Par Patrick Kitoko
Le Gouvernement de la République démocratique du Congo franchit une nouvelle étape dans la gestion des risques et catastrophes. À l’initiative du ministère de l’Intérieur, une table ronde réunissant partenaires techniques et financiers s’est ouverte mardi à Kinshasa, marquant le lancement d’une dynamique nationale en faveur des actions anticipatoires.
C’est le vice-ministre des Affaires coutumières, Mwami Ndeze Jean-Baptiste, qui a procédé à l’ouverture officielle des travaux au nom du vice-Premier ministre en charge de l’Intérieur, de la Sécurité, de la Décentralisation et des Affaires coutumières. Cette rencontre stratégique intervient au lendemain de l’activation effective de la DGPC - Direction générale de la Protection civile -, une structure appelée à jouer un rôle central dans la prévention et la gestion des crises.
L’objectif principal de ces assises est de renforcer la coordination entre les différents intervenants impliqués dans la gestion des catastrophes. Il s’agit notamment d’identifier les synergies possibles, de combler les lacunes existantes et d’harmoniser les approches entre institutions publiques, partenaires humanitaires et bailleurs de fonds.

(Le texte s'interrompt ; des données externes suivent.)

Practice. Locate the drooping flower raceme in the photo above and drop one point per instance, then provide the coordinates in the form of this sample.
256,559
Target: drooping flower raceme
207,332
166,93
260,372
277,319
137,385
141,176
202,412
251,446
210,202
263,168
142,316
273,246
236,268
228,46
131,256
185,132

Face à une multiplication et à une diversification des risques, qu’ils soient climatiques, sanitaires ou sécuritaires, les autorités congolaises entendent mettre en place un système national d’actions anticipatoires robuste. Celui-ci reposera sur des principes clés tels que la souveraineté nationale, la coordination interinstitutionnelle et la durabilité des interventions.
À travers cette initiative, le Gouvernement affiche sa volonté de mieux protéger les populations en renforçant les mécanismes de prévention, de préparation et de réponse aux catastrophes. Une orientation qui traduit un changement de paradigme : passer d’une gestion réactive des crises à une approche proactive, fondée sur l’anticipation et la résilience.
Les travaux de cette table ronde devraient déboucher sur des recommandations concrètes et des engagements renforcés, en vue de bâtir un dispositif national plus efficace et mieux adapté aux défis humanitaires du pays.